Silverware had been in short supply for so long that it gave rise to the rumour that they were thinking of planting potatoes around the edge of the pitch so at least there would be something to lift at the end of the season.

And when a new goalkeeper arrived from Gateshead Reserves, supporters were soon asking what was the difference between the goalie and a taxi-driver. The answer:the taxi-driver will only let four in.

Norman apparently watched some pre-season training and had to admit that there could be room for improvement. He said that when the players dribbled the ball around cones on the practice ground, the cones won 3-0.

None of which made me feel particularly confident that sponsoring the Wanderers would be a good idea and when Norman persuaded me to go to a meeting for potential sponsors it seemed that most people felt the same.

Before the meeting, a chap who ran a fitness studio and who kept going out for a smoke, said he had heard that when the manager was caught speeding and told he would get three points on his licence he replied:”Any chance of giving them to the club? At least it would get us off the bottom of the table.”

Mr Ling, from the Thai takeaway, mentioned that there was a tale going round that when the manager was crossing a supermarket car-park he saw an old lady struggling with a shopping trolley and asked “Can you manage, my dear?” to which she replied:”You got yourself into this mess.

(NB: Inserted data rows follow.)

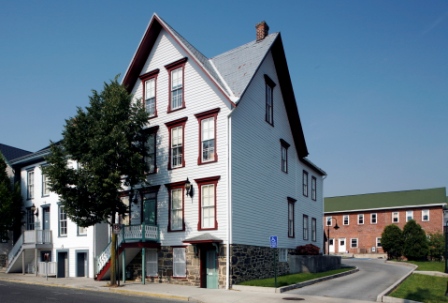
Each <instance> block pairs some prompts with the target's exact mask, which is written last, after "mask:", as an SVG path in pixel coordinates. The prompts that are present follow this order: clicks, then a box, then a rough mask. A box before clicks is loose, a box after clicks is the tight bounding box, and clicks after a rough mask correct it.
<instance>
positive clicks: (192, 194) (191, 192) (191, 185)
mask: <svg viewBox="0 0 448 303" xmlns="http://www.w3.org/2000/svg"><path fill="white" fill-rule="evenodd" d="M185 190H186V192H187V196H190V197H193V184H191V183H190V180H188V178H187V181H185Z"/></svg>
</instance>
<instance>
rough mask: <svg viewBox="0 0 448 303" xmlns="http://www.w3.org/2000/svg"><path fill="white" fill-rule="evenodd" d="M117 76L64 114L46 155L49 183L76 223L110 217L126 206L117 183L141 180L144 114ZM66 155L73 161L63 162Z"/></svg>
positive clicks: (114, 217) (107, 217) (97, 220)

Don’t ask me to sort it out.”

The general feeling was that the manager, who had an illustrious history of transforming relatively successful clubs into relegation candidates, was already in line to get the OBE (Out Before Easter) from the Wanderers before you could say Alan Pardew or even Mark Hughes.

In the meantime, there was a rumour that he was planning to give the team diving lessons on the grounds that if there were 20,000 leagues under the sea, the Wanderers might stand a chance of winning one of them.

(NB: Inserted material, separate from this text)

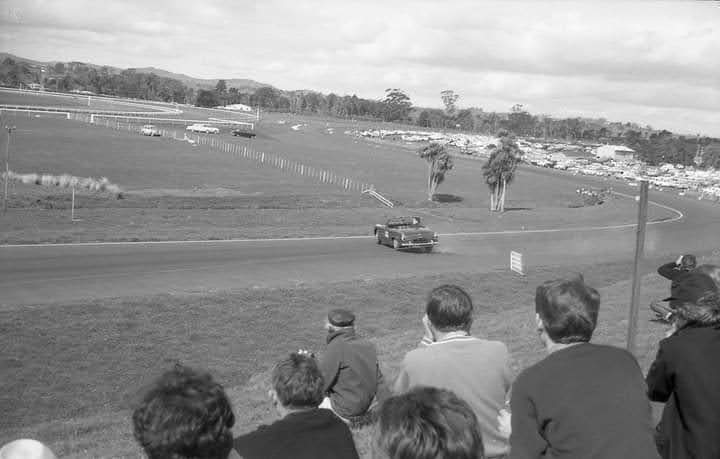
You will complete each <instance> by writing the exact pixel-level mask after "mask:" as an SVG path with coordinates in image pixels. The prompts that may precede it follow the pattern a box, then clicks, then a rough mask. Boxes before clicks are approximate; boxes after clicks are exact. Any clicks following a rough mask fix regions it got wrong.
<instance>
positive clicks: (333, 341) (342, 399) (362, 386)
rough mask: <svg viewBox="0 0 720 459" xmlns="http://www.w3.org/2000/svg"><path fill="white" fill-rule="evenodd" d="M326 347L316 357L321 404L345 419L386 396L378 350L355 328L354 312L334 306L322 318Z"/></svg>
mask: <svg viewBox="0 0 720 459" xmlns="http://www.w3.org/2000/svg"><path fill="white" fill-rule="evenodd" d="M325 329H326V330H327V332H328V334H327V348H326V349H325V353H324V355H323V356H322V359H320V360H319V364H320V370H321V372H322V375H323V378H324V380H325V394H326V397H325V399H324V400H323V402H322V404H321V405H320V408H328V409H331V410H333V411H334V412H335V414H337V415H338V416H340V417H341V418H342V419H344V420H349V419H350V418H353V417H357V416H361V415H363V414H365V413H366V412H367V411H368V409H369V408H370V407H371V405H372V404H373V402H374V401H382V400H384V399H385V398H387V396H389V390H388V388H387V387H386V385H385V382H384V380H383V374H382V371H380V363H379V362H378V356H377V350H376V349H375V346H374V345H373V344H372V343H371V342H370V341H368V340H366V339H363V338H361V337H360V336H358V334H357V333H356V332H355V314H353V313H352V312H351V311H348V310H346V309H333V310H332V311H330V312H329V313H328V316H327V321H326V322H325Z"/></svg>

Old Mr Mortiboys, who runs the secondhand shop, was at the meeting because he has supported the Wanderers since the days when footballers earned £12 a week and ate sausage-and- chips and a dish of bread pudding before the match, washed down with a pint of Tizer.

But even he had become so disillusioned that he took his season ticket to the ground and stuck it on the gate with a drawing-pin, with a note saying anyone was welcome to it.

“Later I had second thoughts and went back to get the ticket,” Mr Mortiboys said.” It was still there, but someone had taken the drawing-pin.”

You may be relieved to know we’ve decided against sponsoring the Wanderers, and Norman has fixed up a meeting with a chap who plans to enter the forthcoming end-of-the pier birdman championships. With a bit of luck, our shop logo should fit nicely on his beak.